There is nothing Caffeine will do on this front, so unfortunately it's an interesting topic but won't be solved here. Since this is an in-memory local cache, you might consider a remote cache like memcached or redis. That won't solve the algorithmic problem, but give you more space to cache and multiple servers can reuse the results. For optimal speed, you can then use Caffeine as a local layer that looks up & populates the remote.

layoutanalysis commented 5 years ago

Thank you for the detailed response, it helped a lot!

ben-manes commented 4 years ago

@layoutanalysis I'm curious about your CON,

hard to specify a universally valid cost function (database response times can vary depending factors)

What factors are at play and is there any logical way to partition the keys? For example if you had multiple external data stores and some were very slow, you could partition the keys by that backend. If you gave each backend its own cache, then a meta-layer like Robinhood could dynamically re-allocate between them.

If its opaque by the time it reaches the caching layer, then the limitations discussed previously apply. If not, then you might be able to dynamic rebalance multiple caches based on those additional insights.

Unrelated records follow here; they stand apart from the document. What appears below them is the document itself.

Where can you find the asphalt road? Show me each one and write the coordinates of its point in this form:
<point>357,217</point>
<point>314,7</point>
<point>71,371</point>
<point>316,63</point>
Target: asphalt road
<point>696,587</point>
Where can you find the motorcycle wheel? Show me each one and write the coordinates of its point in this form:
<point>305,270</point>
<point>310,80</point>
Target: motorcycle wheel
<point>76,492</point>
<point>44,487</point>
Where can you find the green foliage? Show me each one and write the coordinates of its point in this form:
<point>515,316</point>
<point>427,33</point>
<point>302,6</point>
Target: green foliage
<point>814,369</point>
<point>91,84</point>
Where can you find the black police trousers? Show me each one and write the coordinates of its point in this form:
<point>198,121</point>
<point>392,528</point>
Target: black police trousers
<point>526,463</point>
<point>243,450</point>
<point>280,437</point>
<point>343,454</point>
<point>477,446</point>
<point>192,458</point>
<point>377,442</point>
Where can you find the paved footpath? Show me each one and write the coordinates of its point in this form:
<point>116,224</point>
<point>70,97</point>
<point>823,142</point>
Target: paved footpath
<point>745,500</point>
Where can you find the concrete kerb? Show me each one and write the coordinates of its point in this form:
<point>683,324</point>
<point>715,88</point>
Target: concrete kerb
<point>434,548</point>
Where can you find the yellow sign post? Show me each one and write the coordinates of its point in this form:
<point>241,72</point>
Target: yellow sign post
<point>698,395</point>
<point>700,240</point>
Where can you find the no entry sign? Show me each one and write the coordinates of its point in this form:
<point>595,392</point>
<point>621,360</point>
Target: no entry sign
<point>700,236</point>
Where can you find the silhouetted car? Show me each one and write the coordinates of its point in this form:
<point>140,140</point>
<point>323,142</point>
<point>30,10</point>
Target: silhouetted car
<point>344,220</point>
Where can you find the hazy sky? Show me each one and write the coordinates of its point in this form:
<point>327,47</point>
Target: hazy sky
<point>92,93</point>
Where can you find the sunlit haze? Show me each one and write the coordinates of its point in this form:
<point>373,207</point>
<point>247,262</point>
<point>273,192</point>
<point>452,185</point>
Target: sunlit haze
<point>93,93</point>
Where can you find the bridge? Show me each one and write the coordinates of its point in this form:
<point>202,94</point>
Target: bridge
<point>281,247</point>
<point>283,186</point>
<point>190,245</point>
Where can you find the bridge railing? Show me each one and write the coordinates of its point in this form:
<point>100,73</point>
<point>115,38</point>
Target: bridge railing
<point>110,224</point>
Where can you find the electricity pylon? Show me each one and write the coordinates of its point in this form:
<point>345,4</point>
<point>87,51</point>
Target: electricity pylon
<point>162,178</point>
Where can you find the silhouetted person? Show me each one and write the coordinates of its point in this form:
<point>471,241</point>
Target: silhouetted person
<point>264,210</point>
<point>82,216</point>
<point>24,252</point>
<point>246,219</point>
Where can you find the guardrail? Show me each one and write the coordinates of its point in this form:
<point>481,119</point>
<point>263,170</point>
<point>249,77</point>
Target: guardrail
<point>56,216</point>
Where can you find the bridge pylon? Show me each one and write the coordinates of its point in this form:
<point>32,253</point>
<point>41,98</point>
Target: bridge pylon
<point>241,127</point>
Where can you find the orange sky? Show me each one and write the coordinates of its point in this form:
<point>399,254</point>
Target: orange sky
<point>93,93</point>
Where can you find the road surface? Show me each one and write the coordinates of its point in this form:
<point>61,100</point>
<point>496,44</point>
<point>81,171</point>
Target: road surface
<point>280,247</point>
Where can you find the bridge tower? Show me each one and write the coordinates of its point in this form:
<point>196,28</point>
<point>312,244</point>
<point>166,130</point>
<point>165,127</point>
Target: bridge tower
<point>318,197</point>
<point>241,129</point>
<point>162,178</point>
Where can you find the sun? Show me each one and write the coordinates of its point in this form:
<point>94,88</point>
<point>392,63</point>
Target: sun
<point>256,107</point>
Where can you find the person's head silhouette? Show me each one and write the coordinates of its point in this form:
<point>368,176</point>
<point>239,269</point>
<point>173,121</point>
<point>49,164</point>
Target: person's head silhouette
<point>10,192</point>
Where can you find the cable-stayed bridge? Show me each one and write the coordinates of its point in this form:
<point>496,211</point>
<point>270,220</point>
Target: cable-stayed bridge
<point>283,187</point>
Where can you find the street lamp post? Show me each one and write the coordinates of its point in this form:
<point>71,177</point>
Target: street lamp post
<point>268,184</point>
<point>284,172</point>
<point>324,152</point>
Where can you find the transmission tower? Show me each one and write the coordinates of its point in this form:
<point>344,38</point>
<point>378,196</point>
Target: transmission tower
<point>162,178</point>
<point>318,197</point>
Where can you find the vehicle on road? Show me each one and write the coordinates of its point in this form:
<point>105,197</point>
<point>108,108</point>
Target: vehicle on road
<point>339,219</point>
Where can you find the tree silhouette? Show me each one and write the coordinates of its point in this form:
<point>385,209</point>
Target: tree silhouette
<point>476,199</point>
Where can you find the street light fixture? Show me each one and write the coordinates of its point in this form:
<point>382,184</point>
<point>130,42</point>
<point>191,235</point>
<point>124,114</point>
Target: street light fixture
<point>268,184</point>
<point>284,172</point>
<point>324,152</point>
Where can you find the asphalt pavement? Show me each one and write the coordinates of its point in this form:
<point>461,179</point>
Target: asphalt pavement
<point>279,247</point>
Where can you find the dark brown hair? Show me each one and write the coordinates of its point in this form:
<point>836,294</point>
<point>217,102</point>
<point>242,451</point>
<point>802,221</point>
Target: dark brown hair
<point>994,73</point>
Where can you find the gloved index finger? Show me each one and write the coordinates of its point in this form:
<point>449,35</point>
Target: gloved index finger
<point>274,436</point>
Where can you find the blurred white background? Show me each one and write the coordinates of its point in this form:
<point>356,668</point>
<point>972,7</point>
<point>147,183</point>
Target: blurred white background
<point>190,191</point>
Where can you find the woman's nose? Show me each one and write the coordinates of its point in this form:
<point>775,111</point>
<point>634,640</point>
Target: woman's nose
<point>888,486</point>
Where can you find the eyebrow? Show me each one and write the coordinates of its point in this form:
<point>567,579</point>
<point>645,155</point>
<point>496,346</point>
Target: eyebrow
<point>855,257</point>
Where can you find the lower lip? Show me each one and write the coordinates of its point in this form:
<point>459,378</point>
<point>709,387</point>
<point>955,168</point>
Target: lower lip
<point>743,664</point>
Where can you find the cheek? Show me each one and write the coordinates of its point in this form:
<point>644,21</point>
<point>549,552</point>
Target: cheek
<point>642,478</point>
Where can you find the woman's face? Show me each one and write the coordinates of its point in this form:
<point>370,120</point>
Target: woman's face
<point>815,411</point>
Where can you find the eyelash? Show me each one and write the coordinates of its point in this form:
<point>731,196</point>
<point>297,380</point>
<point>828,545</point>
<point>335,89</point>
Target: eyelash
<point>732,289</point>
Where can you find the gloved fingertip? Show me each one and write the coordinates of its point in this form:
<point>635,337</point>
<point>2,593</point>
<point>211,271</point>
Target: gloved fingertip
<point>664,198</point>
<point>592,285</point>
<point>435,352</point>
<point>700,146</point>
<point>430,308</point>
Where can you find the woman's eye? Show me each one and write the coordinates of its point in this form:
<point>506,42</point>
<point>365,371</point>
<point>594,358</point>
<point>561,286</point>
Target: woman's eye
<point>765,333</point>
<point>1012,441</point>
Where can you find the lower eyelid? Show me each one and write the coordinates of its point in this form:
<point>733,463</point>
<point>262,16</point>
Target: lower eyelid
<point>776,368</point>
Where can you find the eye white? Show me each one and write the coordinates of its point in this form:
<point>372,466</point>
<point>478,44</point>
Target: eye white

ben-manes commented 3 years ago

@layoutanalysis do you think that you could help me acquire access traces for this type of workload? I’d like to investigate cost aware policies but there is not much available to analyze.

I suspect that a reasonably good approach is to use Tinylfu and admit by comparing cost*freq of the candidate & victim. While perhaps not as perfect as a GDS-based policy, I think it would come close with much less overhead. Some workloads to judge with would be invaluable.